On 12/06/2011 11:08 AM, Yongqiang Yang wrote:
> Hi Allison,
> 
> I noticed another problem which has nothing to do with punching hole.
>  __block_write_begin does not zero buffers beyond EOF.(I guess you
yes, that is expected.
> tried to zero them in your code, am I right? )  When users mapread
> beyond EOF,  users get non-zero data.  I am not sure zero or non-zero
> data should be, but fsx thinks they should be zero data and reports an
> error.
why users can read the data passing EOF? I am also puzzled. Punching
hole will do this? I don't think it's right.

Thanks
Tao
> 
> It I understand the problem right, it happens more often with punch hole.
> 
> Yongqiang.
> On Tue, Dec 6, 2011 at 9:40 AM, Allison Henderson
> <achender@linux.vnet.ibm.com> wrote:
>> On 12/05/2011 04:38 PM, Hugh Dickins wrote:
>>>
>>> On Mon, 21 Nov 2011, Hugh Dickins wrote:
>>>>
>>>> On Mon, 21 Nov 2011, Ted Ts'o wrote:
>>>>>
>>>>> On Sun, Nov 20, 2011 at 12:59:10PM -0800, Hugh Dickins wrote:
>>>>>>
>>>>>> On Tue, 8 Nov 2011, Curt Wohlgemuth wrote:
>>>>>> It appears that there's a bug with this patch:
>>>
>>>
>>> This has been outstanding for a month now, and we've heard no progress:
>>> please revert commit 02fac1297eb3 "ext4: fix partial page writes" for rc5.
>>>
>>> The problems appear on a 1k-blocksize filesystem under memory pressure:
>>> the hunk in ext4_da_write_end() causes oops, because it's playing with
>>> a page after generic_write_end() dropped our last reference to it; and
>>> backing out the hunk in ext4_da_write_begin() is then found to stop
>>> rare data corruption seen when kbuilding.
>>>
>>> Although I earlier reported that backing out the patch caused an fsx
>>> test to fail earlier, I've since found great variation in how soon it
>>> fails, and seen it fail just as quickly with 02fac1297eb3 still in.
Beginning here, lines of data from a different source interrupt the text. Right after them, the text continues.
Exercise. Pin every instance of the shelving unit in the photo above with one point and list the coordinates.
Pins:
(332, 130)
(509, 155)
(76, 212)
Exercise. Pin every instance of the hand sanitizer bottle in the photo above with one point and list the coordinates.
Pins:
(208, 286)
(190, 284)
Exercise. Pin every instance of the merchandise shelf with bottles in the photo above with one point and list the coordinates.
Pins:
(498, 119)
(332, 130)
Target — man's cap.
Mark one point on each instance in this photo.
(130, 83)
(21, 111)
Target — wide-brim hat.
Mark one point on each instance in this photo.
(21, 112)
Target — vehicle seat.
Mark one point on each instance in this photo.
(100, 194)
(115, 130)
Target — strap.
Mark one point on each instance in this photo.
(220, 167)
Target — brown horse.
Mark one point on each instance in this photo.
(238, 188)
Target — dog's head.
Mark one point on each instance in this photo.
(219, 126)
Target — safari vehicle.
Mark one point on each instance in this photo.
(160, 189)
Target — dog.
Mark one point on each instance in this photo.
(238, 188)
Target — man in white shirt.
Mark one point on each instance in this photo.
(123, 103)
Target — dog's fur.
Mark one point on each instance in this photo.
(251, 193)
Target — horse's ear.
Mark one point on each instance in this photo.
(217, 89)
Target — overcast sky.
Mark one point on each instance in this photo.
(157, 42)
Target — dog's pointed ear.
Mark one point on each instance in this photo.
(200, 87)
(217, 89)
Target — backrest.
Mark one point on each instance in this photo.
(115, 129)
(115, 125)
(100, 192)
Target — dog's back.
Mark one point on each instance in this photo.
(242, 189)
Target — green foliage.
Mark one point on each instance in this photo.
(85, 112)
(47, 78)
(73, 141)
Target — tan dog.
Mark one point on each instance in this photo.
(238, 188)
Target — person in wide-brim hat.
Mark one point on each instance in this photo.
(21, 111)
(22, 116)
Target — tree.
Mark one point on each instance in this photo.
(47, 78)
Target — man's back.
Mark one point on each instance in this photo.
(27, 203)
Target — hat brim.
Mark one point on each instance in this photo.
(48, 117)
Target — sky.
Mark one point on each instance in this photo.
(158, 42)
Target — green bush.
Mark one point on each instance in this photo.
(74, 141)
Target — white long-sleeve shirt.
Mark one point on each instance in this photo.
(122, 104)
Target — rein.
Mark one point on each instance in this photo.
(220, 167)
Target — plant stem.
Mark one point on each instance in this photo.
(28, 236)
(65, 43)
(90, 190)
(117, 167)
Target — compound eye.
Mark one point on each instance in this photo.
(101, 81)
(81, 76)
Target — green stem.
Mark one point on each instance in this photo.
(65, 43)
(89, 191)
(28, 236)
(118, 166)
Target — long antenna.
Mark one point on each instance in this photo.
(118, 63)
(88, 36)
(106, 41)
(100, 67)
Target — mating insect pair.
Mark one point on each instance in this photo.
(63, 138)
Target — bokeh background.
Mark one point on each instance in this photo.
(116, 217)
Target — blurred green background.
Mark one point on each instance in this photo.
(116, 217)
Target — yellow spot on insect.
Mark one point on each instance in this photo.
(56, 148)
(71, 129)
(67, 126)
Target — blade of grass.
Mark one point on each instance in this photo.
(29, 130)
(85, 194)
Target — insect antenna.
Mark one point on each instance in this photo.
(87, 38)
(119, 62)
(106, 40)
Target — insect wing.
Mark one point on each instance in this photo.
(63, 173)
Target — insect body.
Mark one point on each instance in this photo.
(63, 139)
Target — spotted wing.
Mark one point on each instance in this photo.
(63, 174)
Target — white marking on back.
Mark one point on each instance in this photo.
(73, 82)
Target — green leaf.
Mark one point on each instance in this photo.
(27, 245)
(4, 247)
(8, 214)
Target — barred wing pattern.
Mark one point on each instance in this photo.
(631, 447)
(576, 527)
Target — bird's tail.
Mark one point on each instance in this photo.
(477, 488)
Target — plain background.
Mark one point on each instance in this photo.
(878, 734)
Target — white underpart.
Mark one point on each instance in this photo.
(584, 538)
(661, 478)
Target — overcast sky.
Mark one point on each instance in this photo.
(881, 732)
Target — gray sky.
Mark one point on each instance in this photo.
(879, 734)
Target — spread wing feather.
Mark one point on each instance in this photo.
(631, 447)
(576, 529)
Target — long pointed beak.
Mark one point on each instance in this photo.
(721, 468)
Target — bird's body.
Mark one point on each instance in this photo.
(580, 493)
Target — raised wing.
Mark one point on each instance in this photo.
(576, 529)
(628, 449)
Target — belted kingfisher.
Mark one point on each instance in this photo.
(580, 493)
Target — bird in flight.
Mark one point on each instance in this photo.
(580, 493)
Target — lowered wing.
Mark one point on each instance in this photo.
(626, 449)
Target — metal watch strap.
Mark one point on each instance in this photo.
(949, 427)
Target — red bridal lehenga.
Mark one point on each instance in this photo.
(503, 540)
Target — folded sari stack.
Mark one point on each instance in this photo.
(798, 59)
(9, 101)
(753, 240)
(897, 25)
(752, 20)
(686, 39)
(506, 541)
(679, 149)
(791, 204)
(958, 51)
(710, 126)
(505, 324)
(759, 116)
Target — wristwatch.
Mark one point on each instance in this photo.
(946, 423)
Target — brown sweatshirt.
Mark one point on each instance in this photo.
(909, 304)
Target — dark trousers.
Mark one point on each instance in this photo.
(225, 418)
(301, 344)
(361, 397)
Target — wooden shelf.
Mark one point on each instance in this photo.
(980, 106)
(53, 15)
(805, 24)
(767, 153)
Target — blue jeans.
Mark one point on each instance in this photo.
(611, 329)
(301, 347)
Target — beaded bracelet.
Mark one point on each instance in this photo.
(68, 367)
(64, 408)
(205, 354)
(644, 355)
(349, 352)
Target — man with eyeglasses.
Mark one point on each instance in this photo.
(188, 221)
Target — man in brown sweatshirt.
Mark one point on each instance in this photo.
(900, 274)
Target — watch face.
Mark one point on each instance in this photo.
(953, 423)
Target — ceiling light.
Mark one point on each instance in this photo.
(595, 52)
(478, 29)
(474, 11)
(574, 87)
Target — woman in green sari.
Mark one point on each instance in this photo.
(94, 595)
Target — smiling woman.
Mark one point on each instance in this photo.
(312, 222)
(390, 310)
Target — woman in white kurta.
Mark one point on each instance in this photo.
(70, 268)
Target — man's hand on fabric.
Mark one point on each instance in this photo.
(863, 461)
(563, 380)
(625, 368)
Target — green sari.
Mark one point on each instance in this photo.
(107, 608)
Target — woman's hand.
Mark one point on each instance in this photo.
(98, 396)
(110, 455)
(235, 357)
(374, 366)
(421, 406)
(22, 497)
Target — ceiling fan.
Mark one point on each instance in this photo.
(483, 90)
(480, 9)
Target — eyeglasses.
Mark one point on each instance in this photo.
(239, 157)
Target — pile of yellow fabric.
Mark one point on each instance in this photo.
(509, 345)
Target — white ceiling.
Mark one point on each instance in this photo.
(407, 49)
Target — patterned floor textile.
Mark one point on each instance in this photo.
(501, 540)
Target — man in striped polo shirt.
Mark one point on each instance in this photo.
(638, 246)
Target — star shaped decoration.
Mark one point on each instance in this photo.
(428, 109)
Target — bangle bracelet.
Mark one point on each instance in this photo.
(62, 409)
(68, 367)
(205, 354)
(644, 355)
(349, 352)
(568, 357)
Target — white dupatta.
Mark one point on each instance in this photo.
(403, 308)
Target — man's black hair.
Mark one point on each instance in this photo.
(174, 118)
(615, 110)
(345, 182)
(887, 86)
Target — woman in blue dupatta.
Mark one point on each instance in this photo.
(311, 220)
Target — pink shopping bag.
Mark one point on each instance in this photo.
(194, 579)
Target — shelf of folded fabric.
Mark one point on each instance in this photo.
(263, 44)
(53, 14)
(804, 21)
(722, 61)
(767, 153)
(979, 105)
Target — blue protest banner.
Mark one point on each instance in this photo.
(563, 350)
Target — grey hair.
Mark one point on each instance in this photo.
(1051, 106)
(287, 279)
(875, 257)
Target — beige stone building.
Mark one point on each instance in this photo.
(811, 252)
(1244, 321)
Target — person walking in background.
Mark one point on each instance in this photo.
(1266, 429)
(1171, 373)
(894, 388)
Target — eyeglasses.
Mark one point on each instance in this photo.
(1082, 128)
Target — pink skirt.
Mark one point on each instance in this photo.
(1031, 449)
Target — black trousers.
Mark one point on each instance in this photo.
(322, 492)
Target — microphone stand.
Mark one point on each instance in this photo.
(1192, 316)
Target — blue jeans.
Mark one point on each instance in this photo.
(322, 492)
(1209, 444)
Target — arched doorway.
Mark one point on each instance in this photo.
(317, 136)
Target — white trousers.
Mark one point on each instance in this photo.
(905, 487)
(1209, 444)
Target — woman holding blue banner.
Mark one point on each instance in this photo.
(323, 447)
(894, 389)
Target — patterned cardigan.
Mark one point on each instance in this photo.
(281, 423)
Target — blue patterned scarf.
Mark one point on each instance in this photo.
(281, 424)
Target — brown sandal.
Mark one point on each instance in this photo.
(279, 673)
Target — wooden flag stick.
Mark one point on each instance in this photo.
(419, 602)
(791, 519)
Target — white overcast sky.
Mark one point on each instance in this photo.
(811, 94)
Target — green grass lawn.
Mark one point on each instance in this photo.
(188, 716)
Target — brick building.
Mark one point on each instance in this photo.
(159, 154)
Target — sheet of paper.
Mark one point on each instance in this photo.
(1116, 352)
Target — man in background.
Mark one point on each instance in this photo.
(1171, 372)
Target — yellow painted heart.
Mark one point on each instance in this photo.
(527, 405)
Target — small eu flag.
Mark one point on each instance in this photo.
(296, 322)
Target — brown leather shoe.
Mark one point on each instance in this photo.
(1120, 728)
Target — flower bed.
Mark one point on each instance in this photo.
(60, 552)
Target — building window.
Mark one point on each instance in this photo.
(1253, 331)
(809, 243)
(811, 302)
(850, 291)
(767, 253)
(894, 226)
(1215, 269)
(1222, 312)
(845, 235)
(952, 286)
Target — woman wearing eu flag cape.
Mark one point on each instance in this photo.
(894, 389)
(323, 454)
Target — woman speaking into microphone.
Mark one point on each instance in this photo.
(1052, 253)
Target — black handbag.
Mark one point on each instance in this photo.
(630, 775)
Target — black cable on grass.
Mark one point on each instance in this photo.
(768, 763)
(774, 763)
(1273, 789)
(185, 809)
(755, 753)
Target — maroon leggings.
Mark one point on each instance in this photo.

>>> I also reported that I had to go back to 2.6.38 for fsx not to fail
>>> under memory pressure: you won't be surprised that that turned out to
>>> be because 2.6.38 defaults nomblk_io_submit but 2.6.39 mblk_io_submit.
>>>
>>> Thanks,
>>> Hugh
>>>
>>
>>
>> Hi there,
>>
>> Have you tried Yongqiang's patch "[PATCH 1/2] ext4: let mpage_submit_io
>> works well when blocksize < pagesize" ?  I have tried it and it does seem to
>> help, but I am still running into some failures that I am trying to debug,
>> but let please let us know if it helps the issues that you are seeing.  Thx!
>>
>> Allison Henderson
>>
> 
> 
>